This past year was an exciting (if not troubling) one for technology and the law – from the multiple Yahoo breaches to newly-emerging DDoS botnet attacks to allegations of foreign hacking to interfere with the US election, 2016 did not disappoint. As technology continues to outpace the laws addressing it, here are 3 things to look forward to in the New Year:
1. The IoT and Your Privacy – From your interactions with your smart thermostat to Amazon’s Echo, it seems that technology will keep outpacing the law when it comes to data privacy. Recently, an Arkansas investigation into the suspicious death of a man in a residential hot tub led to the police seeking potential evidence compiled by – you guessed it – the resident-suspect’s Amazon Echo. Whether you realize it or not, such smart devices are always actively listening for voice commands (such as “Amazon” or “Alexa”), and actually save the voice commands given to it (unless later deleted). Amazon has so far refused to comply with the warrant, but time will tell – this is only the opening salvo in the demand for the vast digital archive of information being compiled by such devices.
2. Cybersecurity – This one is a no-brainer. From sophisticated phishing and “spearphishing” schemes to ransomware attacks, 2016 was no stranger to data breaches…so much so that Yahoo was forced to admit not just one, but TWO data breaches affecting over a BILLION of its users from 2013 alone and potentially undermining its acquisition by Verizon. Allegations of Russian hacking of DNC documents and Clinton campaign emails to interfere with the US election have dominated the headlines post-election, with the FBI and DHS having recently released a hacking report ostensibly outlining such interference. Moreover, more sophisticated DDoS attacks using botnets are on the rise. Without question, 2017 will be a year filled with more data breaches – the question is only a matter of how big those breaches will be and how badly users will be affected.

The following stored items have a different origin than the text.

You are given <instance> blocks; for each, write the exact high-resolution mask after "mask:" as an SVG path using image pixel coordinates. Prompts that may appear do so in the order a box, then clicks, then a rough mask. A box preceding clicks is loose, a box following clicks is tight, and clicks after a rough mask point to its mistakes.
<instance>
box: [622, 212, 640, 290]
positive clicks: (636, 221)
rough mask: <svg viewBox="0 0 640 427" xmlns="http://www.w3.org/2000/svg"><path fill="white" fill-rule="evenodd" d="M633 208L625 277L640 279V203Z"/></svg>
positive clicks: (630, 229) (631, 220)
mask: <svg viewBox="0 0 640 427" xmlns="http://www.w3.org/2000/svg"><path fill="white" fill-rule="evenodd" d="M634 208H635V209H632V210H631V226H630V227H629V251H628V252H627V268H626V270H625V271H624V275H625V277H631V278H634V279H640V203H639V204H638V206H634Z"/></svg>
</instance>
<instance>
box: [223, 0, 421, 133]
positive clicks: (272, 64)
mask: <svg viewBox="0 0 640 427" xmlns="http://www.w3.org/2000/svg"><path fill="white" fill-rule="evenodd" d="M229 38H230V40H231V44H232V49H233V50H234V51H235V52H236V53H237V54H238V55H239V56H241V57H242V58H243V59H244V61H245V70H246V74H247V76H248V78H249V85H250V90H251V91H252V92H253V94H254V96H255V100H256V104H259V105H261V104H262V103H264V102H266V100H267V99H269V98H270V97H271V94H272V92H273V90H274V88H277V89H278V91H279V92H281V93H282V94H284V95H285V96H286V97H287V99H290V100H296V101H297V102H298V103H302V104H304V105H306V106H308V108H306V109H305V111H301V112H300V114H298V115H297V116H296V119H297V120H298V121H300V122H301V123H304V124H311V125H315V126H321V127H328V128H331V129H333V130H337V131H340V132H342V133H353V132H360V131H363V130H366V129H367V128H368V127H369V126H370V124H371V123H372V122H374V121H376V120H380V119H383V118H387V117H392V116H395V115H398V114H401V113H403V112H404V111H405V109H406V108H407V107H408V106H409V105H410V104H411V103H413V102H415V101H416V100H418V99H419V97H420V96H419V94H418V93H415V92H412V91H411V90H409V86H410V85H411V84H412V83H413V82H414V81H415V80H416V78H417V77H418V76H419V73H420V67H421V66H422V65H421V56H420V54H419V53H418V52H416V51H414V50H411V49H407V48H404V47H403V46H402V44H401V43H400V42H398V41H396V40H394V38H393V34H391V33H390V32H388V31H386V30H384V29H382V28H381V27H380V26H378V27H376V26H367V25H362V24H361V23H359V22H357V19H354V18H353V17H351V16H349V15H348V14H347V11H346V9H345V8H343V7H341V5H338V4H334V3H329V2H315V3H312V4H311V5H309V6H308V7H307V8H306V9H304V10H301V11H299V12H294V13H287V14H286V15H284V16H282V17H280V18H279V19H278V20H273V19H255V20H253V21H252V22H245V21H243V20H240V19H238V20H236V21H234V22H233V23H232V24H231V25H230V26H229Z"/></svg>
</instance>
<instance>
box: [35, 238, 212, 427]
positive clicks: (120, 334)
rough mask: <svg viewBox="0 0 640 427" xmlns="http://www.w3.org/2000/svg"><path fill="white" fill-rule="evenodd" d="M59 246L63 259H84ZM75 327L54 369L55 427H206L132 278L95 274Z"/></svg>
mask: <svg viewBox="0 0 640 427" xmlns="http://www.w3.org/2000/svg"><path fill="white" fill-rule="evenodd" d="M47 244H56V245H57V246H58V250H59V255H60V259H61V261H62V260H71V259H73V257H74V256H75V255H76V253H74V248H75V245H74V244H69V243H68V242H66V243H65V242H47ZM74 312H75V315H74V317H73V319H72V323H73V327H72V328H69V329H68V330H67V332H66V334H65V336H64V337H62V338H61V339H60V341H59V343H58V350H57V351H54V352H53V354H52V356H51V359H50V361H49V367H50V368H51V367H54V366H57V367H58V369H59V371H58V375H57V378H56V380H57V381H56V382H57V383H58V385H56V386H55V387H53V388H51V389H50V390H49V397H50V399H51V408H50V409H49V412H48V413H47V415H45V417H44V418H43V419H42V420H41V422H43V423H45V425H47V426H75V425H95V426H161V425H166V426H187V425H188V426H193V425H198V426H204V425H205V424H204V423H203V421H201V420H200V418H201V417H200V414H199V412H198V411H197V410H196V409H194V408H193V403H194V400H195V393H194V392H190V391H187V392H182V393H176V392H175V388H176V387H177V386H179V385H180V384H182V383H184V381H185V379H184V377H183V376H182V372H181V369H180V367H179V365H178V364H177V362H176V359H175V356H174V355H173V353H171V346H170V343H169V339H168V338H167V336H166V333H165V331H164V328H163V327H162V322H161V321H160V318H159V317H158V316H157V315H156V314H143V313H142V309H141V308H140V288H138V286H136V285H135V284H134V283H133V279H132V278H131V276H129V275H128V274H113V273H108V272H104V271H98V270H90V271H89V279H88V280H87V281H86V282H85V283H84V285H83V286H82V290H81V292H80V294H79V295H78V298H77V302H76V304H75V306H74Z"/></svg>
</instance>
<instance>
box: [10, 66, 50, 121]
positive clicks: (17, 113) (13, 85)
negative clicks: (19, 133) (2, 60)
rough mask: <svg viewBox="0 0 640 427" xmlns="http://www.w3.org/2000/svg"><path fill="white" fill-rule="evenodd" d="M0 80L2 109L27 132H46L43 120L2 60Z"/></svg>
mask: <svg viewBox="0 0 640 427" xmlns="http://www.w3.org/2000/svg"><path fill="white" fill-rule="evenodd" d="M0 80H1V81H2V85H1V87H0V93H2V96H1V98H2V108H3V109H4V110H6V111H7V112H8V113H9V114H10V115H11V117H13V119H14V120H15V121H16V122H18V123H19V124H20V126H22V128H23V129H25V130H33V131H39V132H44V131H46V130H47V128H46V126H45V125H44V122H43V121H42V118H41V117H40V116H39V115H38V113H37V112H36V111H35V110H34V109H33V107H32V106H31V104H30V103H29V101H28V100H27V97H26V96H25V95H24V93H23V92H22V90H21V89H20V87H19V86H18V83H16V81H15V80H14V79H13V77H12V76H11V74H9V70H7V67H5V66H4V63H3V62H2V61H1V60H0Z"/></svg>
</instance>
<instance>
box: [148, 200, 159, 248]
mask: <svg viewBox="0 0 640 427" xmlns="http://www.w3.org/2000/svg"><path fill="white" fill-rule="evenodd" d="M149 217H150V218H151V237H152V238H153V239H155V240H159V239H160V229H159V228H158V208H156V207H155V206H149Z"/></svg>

3. Biometrics and Your Mobile Data – I have written and commented on this topic in 2016 and anticipate that the issue of forcing the use of a user’s biometrics to access such user’s mobile device (such as forcing a suspect at a crime scene to use a fingerprint identifier to unlock the mobile device) will escalate. Current law provides 5th Amendment protection to testimony, but fingerprints are not considered “testimony” in that context:
compelling you to divulge knowledge of something that may incriminate you (such as the passcode on a mobile device) is prohibited; compelling you to provide a physical characteristic (such as presenting yourself in a lineup, being required to use your voice to provide an identifying characteristic, or being compelled to provide a fingerprint) is not.
As I have argued, use of a fingerprint to identify a suspect is quite different that use of a fingerprint to access information not otherwise available for examination…but current law does not make that distinction. Hopefully, 2017 will involve additional cases and analysis to better address this issue and provide more guidance…your data privacy and security (companies: think “BYOD Policy” here) will be the better for it.
It has been one heckuva a year for technology and the law…and something tells me 2017 will be even more exciting! Best wishes to you and yours for a blessed, prosperous and Happy New Year! I, for one, am really looking forward to it.